ORLANDO, Fla. — Flavor is a focus for the two new product lines that Apio debuted Oct. 19-20 at the Produce Marketing Association’s Fresh Summit.

The company spoke with booth visitors about its Chopped and Crumbled salads, an evolution of its line of superfood salads, and its new Ready to Wok stir fry kits. Both products just started shipping within the last couple of months, said Jenny Stornetta, senior marketing communications manager for Guadalupe, Calif.-based Apio.

There are four flavor profiles for the salad line — Sesame Crunch, Bistro Bacon, Mediterranean Crunch and Apple Gouda.

“What we’ve done is kind of taken what’s really great about our superfoods and put them in a new format because everything’s chopped up into bite-size pieces, and then we have a much higher proportion of toppings to vegetables, not only versus our other kits but versus all the other (kits),” Stornetta said. “The real intent there was to make sure that every time you took a bite you got toppings, enough toppings and enough salad dressing in every bite so that you got all the deliciousness through the entire eating experience.”

The company worked with outside culinary experts to develop the flavor profiles and followed that with consumer taste testing.

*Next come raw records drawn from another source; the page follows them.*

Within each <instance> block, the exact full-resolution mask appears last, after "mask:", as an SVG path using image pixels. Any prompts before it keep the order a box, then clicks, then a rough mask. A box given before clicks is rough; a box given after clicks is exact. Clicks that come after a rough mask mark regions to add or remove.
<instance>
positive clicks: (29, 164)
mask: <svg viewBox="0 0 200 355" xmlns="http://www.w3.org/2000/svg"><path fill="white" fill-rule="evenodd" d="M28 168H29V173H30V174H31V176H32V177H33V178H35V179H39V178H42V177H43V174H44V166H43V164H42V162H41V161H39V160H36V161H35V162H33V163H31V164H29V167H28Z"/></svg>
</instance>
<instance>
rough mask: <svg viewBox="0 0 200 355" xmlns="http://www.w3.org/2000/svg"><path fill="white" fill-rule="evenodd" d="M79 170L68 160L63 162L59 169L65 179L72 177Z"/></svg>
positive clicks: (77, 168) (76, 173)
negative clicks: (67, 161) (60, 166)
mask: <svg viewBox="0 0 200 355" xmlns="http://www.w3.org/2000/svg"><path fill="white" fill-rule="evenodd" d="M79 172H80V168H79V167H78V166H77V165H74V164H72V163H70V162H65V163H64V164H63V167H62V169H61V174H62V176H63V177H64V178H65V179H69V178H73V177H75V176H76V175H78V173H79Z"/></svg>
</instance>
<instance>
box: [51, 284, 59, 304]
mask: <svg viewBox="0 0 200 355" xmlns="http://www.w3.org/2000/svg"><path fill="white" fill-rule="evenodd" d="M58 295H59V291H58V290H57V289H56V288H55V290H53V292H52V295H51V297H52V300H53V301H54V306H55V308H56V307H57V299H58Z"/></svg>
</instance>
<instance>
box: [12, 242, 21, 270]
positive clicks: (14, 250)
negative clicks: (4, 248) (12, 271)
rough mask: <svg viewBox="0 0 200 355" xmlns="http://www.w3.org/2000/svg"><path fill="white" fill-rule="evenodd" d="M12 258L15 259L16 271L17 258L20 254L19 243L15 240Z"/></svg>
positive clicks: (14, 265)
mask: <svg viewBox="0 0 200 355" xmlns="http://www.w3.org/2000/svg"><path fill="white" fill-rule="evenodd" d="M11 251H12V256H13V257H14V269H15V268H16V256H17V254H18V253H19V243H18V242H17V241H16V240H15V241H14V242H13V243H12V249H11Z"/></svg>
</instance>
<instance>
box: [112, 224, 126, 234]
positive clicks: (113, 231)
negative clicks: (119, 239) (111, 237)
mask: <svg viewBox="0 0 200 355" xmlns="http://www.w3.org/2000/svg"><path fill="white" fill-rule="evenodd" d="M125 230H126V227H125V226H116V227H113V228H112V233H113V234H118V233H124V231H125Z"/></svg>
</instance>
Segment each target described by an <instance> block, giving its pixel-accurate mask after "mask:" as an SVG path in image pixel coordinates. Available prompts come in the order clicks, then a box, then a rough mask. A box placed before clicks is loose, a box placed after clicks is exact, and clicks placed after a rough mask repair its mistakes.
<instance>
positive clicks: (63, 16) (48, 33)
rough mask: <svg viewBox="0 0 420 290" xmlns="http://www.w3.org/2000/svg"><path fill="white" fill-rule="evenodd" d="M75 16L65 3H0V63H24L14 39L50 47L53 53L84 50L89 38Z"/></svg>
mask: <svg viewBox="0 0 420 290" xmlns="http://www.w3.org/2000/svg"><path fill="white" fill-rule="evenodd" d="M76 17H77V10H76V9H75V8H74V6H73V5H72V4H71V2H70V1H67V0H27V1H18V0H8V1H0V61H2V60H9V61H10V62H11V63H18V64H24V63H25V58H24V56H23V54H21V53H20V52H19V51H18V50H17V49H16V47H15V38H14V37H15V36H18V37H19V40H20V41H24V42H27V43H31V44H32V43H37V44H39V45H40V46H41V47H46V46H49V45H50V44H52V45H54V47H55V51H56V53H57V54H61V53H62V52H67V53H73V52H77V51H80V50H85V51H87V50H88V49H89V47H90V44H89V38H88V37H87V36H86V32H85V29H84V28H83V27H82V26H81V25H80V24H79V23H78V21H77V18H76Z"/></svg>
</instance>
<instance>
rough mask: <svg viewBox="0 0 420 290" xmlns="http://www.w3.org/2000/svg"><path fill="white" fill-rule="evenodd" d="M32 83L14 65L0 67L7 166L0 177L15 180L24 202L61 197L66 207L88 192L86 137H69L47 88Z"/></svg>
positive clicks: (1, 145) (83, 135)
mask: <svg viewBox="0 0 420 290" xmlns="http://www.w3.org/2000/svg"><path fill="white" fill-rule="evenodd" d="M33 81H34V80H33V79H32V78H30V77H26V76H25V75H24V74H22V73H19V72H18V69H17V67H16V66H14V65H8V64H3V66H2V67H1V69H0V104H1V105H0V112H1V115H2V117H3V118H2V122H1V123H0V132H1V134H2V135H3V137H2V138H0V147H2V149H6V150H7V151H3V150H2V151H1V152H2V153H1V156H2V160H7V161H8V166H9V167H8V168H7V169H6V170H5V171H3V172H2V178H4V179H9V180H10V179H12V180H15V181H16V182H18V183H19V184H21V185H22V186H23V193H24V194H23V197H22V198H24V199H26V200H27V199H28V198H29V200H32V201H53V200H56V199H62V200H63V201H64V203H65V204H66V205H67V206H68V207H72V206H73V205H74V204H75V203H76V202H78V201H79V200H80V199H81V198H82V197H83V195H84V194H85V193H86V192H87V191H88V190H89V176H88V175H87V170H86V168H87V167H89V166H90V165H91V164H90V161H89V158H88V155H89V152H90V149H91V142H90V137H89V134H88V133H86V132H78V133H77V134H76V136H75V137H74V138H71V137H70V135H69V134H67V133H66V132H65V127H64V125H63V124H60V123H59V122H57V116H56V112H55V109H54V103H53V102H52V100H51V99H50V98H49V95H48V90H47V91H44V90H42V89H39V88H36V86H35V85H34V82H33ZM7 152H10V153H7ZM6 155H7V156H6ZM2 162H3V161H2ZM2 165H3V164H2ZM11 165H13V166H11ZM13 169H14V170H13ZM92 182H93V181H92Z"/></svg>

“We work in vegetables all the time, and we all have a different palate, we all have different flavors we like, but we tend to become a very specialized group of people who find deliciousness in all vegetables, so we want to make sure we take it to the everyday person who’s out there shopping and looking for new ways to eat their vegetables in a tasty and easy way, and so what we use the consumer taste-testing for is really to take the big idea — and sometimes they can be a little bit too culinary, they can be a little too high-flavor — and so we use that to kind of hone in on what makes each product special,” Stornetta said.

The options available in the Ready to Wok line are Teriyaki and Garlic Sesame.

“What’s really unique about these is they are the only kits in the fresh produce aisle that have yakisoba noodles inside,” Stornetta said. “It’s the vegetables, the noodles, a sauce and one topping.”